La leçon de morale à l'école autrefois
(Partie I)

(Les photographies peuvent être agrandies d'un clic)

Lecon de morale 3

L’esprit et la cohésion du village se perpétuaient autrefois sur les bancs de l’école et de l’église. Après la Grande Guerre et à fortiori après la Seconde Guerre mondiale, les choses avaient bien évolué pour l’école par rapport au siècle précédent et encore davantage par rapport à l’école d’avant la Révolution où le maître d’école était l’auxiliaire du curé, révocable à souhait, si ses leçons ne faisaient pas passer l’éducation religieuse avant l’enseignement. Le maître d’école avait son banc dans le chœur de l’église, faisait le chantre et surveillait les enfants du catéchisme. L’enseignement y était bien sûr « religieux et chrétien ». Les filles se préparaient à devenir de « bonnes mères ». Devant le développement et l’ampleur de cette présence, les Républicains arrivés au pouvoir réduisirent l’implantation des congrégations par les Lois de Séparation de l’Église et de l’État en 1905.

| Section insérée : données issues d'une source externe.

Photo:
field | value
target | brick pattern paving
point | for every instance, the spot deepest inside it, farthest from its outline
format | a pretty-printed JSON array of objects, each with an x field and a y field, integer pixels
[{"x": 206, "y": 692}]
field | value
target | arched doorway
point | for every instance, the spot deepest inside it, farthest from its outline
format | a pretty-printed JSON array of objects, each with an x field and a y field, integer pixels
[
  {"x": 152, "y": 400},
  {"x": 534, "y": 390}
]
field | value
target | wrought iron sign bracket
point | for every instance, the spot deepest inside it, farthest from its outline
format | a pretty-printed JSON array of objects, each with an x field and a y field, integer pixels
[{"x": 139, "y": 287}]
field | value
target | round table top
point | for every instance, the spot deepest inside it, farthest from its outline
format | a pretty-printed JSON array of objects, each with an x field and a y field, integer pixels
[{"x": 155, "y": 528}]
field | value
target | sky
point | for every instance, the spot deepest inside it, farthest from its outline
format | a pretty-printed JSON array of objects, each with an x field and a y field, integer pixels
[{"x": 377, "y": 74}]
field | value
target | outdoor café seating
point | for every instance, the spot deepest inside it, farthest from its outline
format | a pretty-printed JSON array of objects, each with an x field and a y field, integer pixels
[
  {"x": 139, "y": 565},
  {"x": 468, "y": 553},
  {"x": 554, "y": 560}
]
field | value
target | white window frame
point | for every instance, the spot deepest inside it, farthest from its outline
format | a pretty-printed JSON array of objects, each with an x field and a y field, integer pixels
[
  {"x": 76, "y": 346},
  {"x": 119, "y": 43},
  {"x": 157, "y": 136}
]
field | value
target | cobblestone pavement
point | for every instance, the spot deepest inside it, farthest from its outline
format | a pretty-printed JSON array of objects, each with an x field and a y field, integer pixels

En 1881, le ministre Jules Ferry, anticlérical, fit voter une Loi qui stipulait que l’école serait désormais gratuite. Puis en 1882, il la rendit obligatoire de 6 ans jusqu’à 12 ans. L’instituteur fut alors recruté et formé par l’État laïque. L’école de la République déjà avec Jules Ferry puis après 1905, prit le relais de l’école privée jugée trop religieuse. Au-delà de l’enseignement des fondamentaux des matières scolaires traditionnelles mises au programme, l’Etat se fit un devoir d’enseigner également les comportements et les principes qui feraient de l’enfant un honorable citoyen.

L’ambiance était studieuse et la discipline était alors rigoureuse. L’instituteur, le maire et le curé représentaient les valeurs de la vie citoyenne et religieuse. « Famille et Patrie » constituaient les fondements idéologiques de l’enseignement par lequel on inculquait aux élèves les préceptes de la bonne conduite devant aller de pair avec les connaissances basiques indispensables pour devenir un homme ou une femme à la fois libre, honnête et considéré. Le maître préparait les enfants au Certificat d’Études qu’on passait à douze ans. C’était alors un diplôme reconnu et solide que tous ne passaient pas forcément. Seuls les meilleurs élèves étaient autorisés à poursuivre leurs études vers le Cours complémentaire, le Brevet. Dans la campagne meusienne, il était exceptionnel que des élèves aillent jusqu‘au Baccalauréat. Les familles de cultivateurs n’encourageaient pas du tout leurs garçons à poursuivre des études, préférant les voir travailler aux champs et aider à la ferme. Les traditions se perpétuaient. La vie était rythmée par les fêtes religieuses.

Le maître avait tous les pouvoirs. Il contrôlait la bonne tenue des élèves, la propreté en inspectant à l’entrée de la classe les ongles, les mains, les oreilles, les cheveux et l’habillement. Il fallait se mettre en rang, faire silence, s’asseoir au commandement, se lever dès qu’un adulte entrait dans la classe. La politesse faisait partie de l’éducation : dire merci, au revoir, bonjour, pardon.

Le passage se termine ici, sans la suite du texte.